Saisi des cas de ces derniers en octobre 1979 et au cours du premier trimestre 1980, le Médiateur ne pouvait rester insensible à la situation de fait créée par la détention de onze jeunes gens contraints d'attendre en prison la décision de cassation du Conseil d'Etat. Ces incarcérations lui apparaissaient d'autant plus " inéquitables " et " abusives " que la Haute Assemblée ne manquerait pas de donner raison aux candidats objecteurs lorsqu'elle serait conduite à statuer.
En effet, selon une jurisprudence jusqu'alors constante, le Conseil d'Etat, dans le cas de demandes de statut formulées à l'aide de la lettre " OP20 ", cassait les décisions de refus de la Commission Juridictionnelle considérant que le caractère stéréotypé de cette lettre ne saurait lui retirer sa valeur de preuve (Arrêt Michalet - 26 décembre 1973) et que les termes utilisés permettaient de justifier les convictions philosophiques nécessaires à la demande de statut. Le Conseil d'Etat considérait également que la Commission devait être censurée lorsqu'il apparaissait qu'elle n'avait pas recherché si les documents du dossier qu'elle avait jugés insuffisants exprimaient, ou non des convictions sincères et personnelles (Arrêt Dollet du 27 juillet 1979) et suggérait (Arrêt Michalet précité) ou recommandait à la Commission Juridictionnelle d'utiliser toutes les mesures d'instruction en son pouvoir, notamment la comparution et l'audition du demandeur. Cette possibilité, facultative (article L 45 de la loi du 20 juin 1971), n'avait jusqu'alors jamais été utilisée.
Dans ce contexte, le Médiateur estimait " plus sage " que, dans l'attente des décisions du Conseil d'Etat, il soit sursis à l'incorporation des intéressés ou qu'à tout le moins, les Parquets militaires n'engagent pas de poursuite (notons sur ce point qu'au terme de l'article 113 du Code de Justice Militaire, le droit de mettre en mouvement l'action publique " appartient dans tous les cas au Ministre des Armées "). Une telle attitude lui paraissait de nature à dédramatiser une situation dont la dégradation pouvait devenir préjudiciable à l'armée.

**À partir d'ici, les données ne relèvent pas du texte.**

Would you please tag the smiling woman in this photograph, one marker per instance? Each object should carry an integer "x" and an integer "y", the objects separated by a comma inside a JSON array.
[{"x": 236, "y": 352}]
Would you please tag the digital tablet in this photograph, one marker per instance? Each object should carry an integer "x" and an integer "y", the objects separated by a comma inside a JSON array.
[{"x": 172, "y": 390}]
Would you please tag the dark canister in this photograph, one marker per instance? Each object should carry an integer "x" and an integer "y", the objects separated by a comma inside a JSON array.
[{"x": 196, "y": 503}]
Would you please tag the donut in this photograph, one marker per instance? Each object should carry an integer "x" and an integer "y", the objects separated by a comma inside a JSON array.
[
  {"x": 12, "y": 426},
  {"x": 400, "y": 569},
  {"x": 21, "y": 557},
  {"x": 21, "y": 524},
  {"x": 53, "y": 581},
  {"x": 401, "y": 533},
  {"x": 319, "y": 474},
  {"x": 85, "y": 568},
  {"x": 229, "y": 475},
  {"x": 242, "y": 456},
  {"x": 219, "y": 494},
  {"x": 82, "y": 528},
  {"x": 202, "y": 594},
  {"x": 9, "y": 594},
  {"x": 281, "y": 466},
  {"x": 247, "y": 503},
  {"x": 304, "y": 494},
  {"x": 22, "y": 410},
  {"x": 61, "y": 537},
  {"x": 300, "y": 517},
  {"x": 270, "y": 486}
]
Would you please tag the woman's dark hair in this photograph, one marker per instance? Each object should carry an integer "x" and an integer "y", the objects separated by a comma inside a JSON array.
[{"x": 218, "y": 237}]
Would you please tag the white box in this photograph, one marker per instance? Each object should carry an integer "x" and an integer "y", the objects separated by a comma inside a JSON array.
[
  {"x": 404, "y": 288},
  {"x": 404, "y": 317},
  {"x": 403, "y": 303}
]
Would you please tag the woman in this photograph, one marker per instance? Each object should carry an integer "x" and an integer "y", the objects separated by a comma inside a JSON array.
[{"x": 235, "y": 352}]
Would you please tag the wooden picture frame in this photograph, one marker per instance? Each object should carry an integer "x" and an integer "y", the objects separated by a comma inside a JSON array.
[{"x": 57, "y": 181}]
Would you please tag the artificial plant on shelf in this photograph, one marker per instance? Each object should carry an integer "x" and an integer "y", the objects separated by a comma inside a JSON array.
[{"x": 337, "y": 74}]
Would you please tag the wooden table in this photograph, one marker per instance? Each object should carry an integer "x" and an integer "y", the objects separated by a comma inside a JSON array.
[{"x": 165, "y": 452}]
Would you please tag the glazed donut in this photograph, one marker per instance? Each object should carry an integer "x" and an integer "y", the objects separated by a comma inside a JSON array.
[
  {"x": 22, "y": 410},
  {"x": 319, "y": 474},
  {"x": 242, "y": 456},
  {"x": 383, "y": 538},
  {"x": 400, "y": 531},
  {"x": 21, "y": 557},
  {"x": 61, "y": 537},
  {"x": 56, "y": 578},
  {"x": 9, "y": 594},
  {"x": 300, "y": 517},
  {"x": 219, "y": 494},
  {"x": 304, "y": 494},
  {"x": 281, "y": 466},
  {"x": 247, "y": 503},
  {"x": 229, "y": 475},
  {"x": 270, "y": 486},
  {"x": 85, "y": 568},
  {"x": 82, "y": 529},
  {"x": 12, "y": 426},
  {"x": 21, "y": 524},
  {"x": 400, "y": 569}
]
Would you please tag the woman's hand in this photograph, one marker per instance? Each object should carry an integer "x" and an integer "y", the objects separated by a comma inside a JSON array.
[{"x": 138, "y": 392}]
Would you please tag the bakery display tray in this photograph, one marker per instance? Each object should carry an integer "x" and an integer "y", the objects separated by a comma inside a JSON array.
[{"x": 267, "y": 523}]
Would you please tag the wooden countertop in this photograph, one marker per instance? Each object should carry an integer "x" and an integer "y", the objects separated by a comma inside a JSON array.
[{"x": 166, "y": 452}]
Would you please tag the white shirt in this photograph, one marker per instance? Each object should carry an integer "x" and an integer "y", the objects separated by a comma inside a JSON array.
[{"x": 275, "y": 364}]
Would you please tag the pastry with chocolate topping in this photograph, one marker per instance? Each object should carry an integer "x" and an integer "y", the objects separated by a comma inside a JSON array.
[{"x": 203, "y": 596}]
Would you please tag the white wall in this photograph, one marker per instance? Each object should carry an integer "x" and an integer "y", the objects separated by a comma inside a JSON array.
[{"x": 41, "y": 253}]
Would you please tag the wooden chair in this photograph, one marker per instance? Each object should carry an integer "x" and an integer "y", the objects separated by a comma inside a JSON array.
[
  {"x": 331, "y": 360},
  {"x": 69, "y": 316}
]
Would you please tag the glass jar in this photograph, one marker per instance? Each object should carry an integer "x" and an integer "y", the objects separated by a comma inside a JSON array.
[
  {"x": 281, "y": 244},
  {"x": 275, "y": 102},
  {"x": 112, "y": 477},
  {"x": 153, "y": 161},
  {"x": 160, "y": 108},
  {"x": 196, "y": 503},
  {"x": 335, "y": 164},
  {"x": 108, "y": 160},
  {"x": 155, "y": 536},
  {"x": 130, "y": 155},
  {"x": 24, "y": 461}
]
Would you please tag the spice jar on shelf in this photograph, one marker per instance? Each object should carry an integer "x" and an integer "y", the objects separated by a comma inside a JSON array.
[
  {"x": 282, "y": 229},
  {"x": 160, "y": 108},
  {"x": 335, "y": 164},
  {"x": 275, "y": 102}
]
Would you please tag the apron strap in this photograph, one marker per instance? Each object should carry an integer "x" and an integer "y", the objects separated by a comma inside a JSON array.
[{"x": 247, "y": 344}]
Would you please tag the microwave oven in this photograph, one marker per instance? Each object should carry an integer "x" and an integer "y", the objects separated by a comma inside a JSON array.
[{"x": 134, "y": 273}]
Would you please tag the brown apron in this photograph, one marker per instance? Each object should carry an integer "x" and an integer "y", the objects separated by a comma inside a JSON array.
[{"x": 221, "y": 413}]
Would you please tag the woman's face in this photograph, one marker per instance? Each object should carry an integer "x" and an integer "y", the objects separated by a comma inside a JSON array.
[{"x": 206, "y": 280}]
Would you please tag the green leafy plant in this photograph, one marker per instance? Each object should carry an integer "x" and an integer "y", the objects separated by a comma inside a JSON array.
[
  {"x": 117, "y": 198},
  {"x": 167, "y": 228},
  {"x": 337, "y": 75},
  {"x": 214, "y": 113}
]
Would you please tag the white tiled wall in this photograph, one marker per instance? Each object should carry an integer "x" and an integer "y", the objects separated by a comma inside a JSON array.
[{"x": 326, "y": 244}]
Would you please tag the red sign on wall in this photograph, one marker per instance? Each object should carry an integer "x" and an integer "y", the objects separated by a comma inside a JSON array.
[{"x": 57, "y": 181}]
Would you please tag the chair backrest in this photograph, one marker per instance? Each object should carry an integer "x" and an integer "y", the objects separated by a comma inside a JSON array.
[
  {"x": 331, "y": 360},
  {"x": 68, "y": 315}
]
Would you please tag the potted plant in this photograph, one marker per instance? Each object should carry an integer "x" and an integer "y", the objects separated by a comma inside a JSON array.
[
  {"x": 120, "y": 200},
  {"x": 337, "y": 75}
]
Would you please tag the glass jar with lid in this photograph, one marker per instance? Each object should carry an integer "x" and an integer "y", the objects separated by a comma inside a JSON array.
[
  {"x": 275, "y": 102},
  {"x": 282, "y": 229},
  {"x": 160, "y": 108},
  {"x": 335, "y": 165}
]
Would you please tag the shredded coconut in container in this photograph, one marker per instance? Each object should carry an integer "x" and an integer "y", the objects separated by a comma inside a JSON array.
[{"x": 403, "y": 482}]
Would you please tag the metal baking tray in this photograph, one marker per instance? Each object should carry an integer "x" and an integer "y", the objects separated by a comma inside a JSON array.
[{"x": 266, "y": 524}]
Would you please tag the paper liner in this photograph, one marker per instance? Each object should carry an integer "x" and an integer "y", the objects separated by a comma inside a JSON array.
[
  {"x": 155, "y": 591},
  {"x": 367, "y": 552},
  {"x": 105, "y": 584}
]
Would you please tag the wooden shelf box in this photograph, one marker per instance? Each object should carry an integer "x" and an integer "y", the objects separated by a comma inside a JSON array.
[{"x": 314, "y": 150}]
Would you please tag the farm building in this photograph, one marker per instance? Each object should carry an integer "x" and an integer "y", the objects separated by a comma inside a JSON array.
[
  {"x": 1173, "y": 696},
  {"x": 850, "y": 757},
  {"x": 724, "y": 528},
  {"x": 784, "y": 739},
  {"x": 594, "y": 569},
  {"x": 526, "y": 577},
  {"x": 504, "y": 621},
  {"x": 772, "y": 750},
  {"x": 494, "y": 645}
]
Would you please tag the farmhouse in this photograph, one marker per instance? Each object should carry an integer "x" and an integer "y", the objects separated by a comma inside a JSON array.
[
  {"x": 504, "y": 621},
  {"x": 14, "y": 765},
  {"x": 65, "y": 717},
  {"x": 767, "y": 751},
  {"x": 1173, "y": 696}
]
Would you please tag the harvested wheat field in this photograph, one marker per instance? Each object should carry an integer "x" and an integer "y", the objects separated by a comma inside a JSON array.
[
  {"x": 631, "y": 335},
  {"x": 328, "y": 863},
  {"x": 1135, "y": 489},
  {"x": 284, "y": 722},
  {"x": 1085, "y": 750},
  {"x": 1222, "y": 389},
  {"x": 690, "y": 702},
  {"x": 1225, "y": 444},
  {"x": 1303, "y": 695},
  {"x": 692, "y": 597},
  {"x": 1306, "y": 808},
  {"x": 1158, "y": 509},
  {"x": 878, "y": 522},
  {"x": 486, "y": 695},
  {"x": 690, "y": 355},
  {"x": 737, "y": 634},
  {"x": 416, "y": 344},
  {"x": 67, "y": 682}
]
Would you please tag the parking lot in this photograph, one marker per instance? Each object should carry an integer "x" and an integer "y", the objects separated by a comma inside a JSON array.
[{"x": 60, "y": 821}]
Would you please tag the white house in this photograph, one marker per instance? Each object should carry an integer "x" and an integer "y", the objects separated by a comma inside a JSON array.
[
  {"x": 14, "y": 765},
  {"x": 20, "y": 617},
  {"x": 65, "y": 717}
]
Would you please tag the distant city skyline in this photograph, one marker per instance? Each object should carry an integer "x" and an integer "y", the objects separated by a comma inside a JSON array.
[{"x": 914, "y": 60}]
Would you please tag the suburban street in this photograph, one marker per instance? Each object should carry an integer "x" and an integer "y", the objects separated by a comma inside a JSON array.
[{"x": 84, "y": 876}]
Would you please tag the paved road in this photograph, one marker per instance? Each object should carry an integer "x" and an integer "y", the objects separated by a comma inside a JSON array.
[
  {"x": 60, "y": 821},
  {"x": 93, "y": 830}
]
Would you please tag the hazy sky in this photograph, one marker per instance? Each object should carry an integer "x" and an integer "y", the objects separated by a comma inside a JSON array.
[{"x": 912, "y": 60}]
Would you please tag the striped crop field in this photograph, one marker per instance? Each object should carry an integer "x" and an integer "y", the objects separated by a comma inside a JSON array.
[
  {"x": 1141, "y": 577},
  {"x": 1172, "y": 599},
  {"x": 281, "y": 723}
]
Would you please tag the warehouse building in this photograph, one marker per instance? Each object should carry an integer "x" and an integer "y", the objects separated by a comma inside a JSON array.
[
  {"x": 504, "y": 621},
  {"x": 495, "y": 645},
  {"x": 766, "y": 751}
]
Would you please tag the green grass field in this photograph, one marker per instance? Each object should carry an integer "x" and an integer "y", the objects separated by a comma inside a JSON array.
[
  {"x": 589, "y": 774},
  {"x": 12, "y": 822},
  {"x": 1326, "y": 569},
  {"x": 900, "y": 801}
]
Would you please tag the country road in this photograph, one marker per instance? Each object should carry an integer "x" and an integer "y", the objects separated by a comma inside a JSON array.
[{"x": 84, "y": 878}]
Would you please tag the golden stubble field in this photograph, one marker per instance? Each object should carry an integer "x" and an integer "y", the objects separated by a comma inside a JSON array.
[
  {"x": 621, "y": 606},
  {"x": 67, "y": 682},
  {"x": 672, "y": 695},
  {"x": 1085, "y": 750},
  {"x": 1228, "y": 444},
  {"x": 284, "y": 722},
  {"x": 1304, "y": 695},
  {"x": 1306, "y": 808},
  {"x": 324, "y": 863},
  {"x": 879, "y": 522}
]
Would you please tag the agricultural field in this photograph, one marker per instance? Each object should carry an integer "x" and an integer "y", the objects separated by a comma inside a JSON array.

Si l'article 11 de la loi instituant le Médiateur ne lui permet pas de remettre en cause le bien-fondé d'une décision juridictionnelle, ce même article lui laisse néanmoins " la faculté de faire des recommandations auprès de l'organisme mis en cause ". Le Médiateur intervint donc auprès du ministère de la Défense afin d'obtenir :
- la libération des objecteurs emprisonnés ;
- la mise en place de mesures susceptibles de retarder l'incorporation dans le service armé jusqu'au prononcé de la décision finale, conformément à la résolution n° 337 (d) adoptée le 26 Janvier 1967 par l'Assemblée consultative du Conseil de l'Europe ;
- le renforcement des moyens de la commission juridictionnelle, afin de faciliter la comparution personnelle des candidats objecteurs.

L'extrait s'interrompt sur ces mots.